Juan Pablo II —el estigmatizador de Ernesto Cardenal, el poeta trapense de Solentiname, nicaragüense y sandinista- y Benedicto XVI, dejaron que el trámite se enmoheciera. Por fin, el 25 de mayo de 2015, monseñor Romero fue consagrado beato, gracias a un decreto firmado por Francisco, un papa latinoamericano y latinoamericanista. El 14 octubre de 2018, el pontífice argentino hizo que su iglesia se pusiera a tono con la decisión del pueblo salvadoreño al proclamar santo a quien había derramado la sangre que manchaba el cordón con que esa jornada ciñó su atuendo blanco de Obispo de Roma. En la misma ciudad en que Oscar se convirtió en sacerdote, le abrió las puertas del santoral y, al reconocer su martirio, avanzó en la reparación histórica de la memoria de las luchas populares en El Salvador —y en el continente— y del sacrificio de miles de mujeres y de hombres que también pagaron con el precio de sus vidas el reclamo de justicia, igualdad y dignidad.

***

Radio Noticas del Continente, después de sufrir cinco atentados, incluso desde un avión, uno de ellos financiado y pertrechado por la junta desde la que dispararon contra Oscar Arnulfo Romero, otros armados por la dictadura cívico militar argentina instaurada en el país también un 24 de marzo, aunque de 1976, fue clausurada.

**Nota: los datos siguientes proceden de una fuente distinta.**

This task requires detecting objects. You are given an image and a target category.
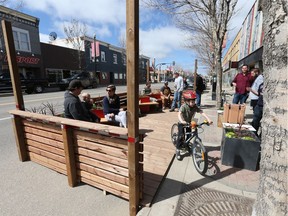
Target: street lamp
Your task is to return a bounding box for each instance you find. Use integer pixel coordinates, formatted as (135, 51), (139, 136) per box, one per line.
(155, 61), (175, 82)
(93, 34), (97, 76)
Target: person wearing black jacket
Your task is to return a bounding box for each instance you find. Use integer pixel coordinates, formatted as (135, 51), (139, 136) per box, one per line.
(252, 83), (263, 134)
(196, 74), (205, 107)
(64, 80), (91, 121)
(81, 92), (100, 123)
(103, 85), (127, 128)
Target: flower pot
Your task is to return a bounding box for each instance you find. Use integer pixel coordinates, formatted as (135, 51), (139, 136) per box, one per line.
(221, 128), (261, 171)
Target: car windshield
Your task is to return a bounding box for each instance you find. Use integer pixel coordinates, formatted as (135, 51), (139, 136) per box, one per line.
(71, 74), (80, 79)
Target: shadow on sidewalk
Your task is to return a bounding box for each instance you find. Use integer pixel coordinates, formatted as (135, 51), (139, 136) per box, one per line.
(151, 157), (240, 205)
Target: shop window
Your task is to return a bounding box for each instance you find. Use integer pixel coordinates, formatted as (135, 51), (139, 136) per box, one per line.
(114, 73), (119, 79)
(102, 72), (108, 80)
(12, 27), (31, 52)
(101, 51), (106, 62)
(113, 54), (117, 64)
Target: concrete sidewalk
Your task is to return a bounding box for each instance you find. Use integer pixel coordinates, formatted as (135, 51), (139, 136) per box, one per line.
(137, 85), (259, 216)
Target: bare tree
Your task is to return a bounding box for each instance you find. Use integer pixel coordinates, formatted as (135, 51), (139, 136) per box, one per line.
(64, 19), (87, 70)
(253, 0), (288, 216)
(143, 0), (238, 108)
(185, 34), (215, 75)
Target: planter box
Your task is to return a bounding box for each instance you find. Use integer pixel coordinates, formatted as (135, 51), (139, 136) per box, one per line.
(221, 128), (260, 170)
(223, 104), (246, 124)
(217, 110), (223, 128)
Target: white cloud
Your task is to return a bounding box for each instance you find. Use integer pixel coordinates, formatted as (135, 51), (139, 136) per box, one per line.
(140, 26), (189, 59)
(25, 0), (126, 25)
(39, 33), (49, 43)
(228, 0), (255, 40)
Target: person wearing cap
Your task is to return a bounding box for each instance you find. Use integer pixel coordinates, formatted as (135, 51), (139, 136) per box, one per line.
(103, 85), (127, 128)
(81, 92), (100, 123)
(64, 80), (91, 121)
(169, 72), (184, 112)
(160, 81), (171, 110)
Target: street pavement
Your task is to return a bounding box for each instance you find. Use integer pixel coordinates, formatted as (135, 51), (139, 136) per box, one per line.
(137, 84), (259, 216)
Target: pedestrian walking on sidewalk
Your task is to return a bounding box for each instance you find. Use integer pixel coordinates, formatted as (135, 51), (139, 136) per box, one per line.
(176, 90), (212, 160)
(231, 65), (253, 104)
(248, 68), (263, 112)
(252, 83), (263, 135)
(196, 74), (205, 107)
(169, 72), (184, 112)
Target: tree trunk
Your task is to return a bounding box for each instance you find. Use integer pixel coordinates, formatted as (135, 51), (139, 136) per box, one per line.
(253, 0), (288, 216)
(215, 50), (223, 109)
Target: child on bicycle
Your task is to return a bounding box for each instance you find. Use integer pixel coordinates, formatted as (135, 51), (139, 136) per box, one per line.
(176, 90), (212, 160)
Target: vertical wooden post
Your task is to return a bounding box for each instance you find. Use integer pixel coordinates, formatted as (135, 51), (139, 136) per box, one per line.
(193, 59), (198, 91)
(126, 0), (140, 216)
(12, 115), (29, 162)
(146, 60), (150, 82)
(1, 20), (25, 110)
(61, 125), (77, 187)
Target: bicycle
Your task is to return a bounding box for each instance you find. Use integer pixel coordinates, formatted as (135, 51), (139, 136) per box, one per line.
(171, 120), (210, 175)
(221, 90), (233, 107)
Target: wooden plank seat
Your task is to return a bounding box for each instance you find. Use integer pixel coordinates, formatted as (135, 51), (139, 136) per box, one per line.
(91, 92), (127, 108)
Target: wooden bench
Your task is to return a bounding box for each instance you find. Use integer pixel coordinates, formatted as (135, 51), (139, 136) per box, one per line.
(91, 92), (127, 108)
(139, 95), (161, 113)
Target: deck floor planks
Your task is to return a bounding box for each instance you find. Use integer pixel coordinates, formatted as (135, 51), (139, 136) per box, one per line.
(139, 111), (178, 206)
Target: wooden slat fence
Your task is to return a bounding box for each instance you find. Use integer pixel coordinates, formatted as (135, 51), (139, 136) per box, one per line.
(10, 110), (143, 200)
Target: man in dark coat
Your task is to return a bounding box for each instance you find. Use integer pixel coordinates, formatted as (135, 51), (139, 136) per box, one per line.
(64, 80), (90, 121)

Mientras Francisco ponía las cosas en orden en el cielo de los justos, una multitud tan extraordinaria como las que ocupaban la ciudad detrás de las organizaciones de masas respaldadas por las guerrillas que se unirían en el Frente Farabundo Martí para la Liberación Nacional, rodeó la catedral de la capital salvadoreña donde se encuentran los restos de “San Romero de América” y aplaudió a rabiar a su mártir, a sus ideas y a su práctica. Un río de gente tan caudaloso como el que el 30 de marzo de 1980 acompañó los restos de Monseñor Romero, bajo el fuego de otra masacre, otras decenas de muertas y muertos. Pero esa es otra crónica.

Aquellos anteojos tirados en el suelo de la capilla hospitalaria de la Divina Providencia, a los que un periodista se aferró como náufrago a una tabla, pocos días después quedaron en manos de monseñor Arturo Rivera y Damas, el sucesor que debía ser antecesor.

El autor fue locutor y periodista de Radio Noticias del Continente, emisora de onda corta creada por la organización Montoneros de Argentina, que transmitió entre 1979 y 1981 desde San José, Costa Rica.